"The repeal of the emergency laws in force since the 1989 coup must not be contradicted by government intolerance towards the independent news media," the organisation said, calling on the authorities to respect the undertakings they have given.
A new constitution signed on 9 July by President Al Bashir and the new vice-president, John Garang, the head of the southern Sudan People's Liberation Movement (SPLM), is less restrictive than the previous one and does not subordinate press freedom to the imperatives of public order, security or morals.
The National Security Organ also confirmed the lifting of censorship on 10 July, saying the news media "must play their national role without there being any need to restrict them." The next day, the Al Ayam and Juba Post newspapers had enthusiastic front pages predicting a new era for the Sudanese press.

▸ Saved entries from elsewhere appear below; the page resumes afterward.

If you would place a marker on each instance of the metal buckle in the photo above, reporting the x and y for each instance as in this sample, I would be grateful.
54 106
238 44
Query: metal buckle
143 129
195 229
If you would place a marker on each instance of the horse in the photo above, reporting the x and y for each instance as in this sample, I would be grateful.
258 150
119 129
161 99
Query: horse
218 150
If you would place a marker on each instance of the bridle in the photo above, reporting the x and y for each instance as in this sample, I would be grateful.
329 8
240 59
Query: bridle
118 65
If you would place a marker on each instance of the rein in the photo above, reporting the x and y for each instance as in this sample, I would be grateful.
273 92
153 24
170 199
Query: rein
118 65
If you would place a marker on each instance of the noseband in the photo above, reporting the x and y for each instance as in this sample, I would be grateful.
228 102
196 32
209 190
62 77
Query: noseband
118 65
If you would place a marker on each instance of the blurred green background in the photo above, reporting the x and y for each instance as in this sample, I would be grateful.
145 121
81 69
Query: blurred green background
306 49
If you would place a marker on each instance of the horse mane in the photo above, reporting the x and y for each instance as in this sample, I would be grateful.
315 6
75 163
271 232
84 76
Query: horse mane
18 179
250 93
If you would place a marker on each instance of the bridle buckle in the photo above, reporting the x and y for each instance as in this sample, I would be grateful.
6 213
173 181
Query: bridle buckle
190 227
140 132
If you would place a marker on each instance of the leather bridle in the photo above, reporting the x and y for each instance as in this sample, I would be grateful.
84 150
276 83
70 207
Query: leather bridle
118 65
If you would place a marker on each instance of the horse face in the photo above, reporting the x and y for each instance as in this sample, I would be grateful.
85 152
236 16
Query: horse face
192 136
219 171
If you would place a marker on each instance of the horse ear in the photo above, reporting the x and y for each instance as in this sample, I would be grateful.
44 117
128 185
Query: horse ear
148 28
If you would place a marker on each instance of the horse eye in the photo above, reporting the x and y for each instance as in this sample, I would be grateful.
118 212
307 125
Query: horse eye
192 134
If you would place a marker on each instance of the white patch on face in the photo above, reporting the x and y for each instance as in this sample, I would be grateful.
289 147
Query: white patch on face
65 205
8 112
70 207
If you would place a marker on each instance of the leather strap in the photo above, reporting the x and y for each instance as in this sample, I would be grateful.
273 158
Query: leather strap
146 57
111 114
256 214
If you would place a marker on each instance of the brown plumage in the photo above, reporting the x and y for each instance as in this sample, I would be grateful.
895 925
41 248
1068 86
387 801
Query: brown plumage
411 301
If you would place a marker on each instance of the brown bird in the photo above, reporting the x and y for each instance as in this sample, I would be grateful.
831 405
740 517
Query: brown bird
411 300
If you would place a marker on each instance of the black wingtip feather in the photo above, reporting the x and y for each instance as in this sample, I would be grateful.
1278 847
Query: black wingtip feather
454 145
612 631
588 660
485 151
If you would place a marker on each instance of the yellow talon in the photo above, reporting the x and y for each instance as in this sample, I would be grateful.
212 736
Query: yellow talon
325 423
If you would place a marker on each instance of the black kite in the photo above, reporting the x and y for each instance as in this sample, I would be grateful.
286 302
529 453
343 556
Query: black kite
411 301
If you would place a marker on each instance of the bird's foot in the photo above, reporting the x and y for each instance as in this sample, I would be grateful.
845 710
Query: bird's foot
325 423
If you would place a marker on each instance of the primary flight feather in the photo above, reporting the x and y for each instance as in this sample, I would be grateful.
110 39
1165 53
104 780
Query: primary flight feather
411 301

But many journalists are sceptical. The English-language Khartoum Monitor, an independent newspaper that was widely read in the former rebel south until banned by a high court judge on 12 June, has still not been able to reopen. The banning was the result of an interview it published in 2003 in which a former government minister, Santino Deng, who is now dead, accused the government of practising forms of slavery.
In the presence of several African presidents, European and American officials and of UN secretary-general Kofi Annan, President Al Bashir said on 11 July he was committed to the democratisation of Sudan, to the rule of law and to freedom, and that these would no longer be curtailed by emergency laws.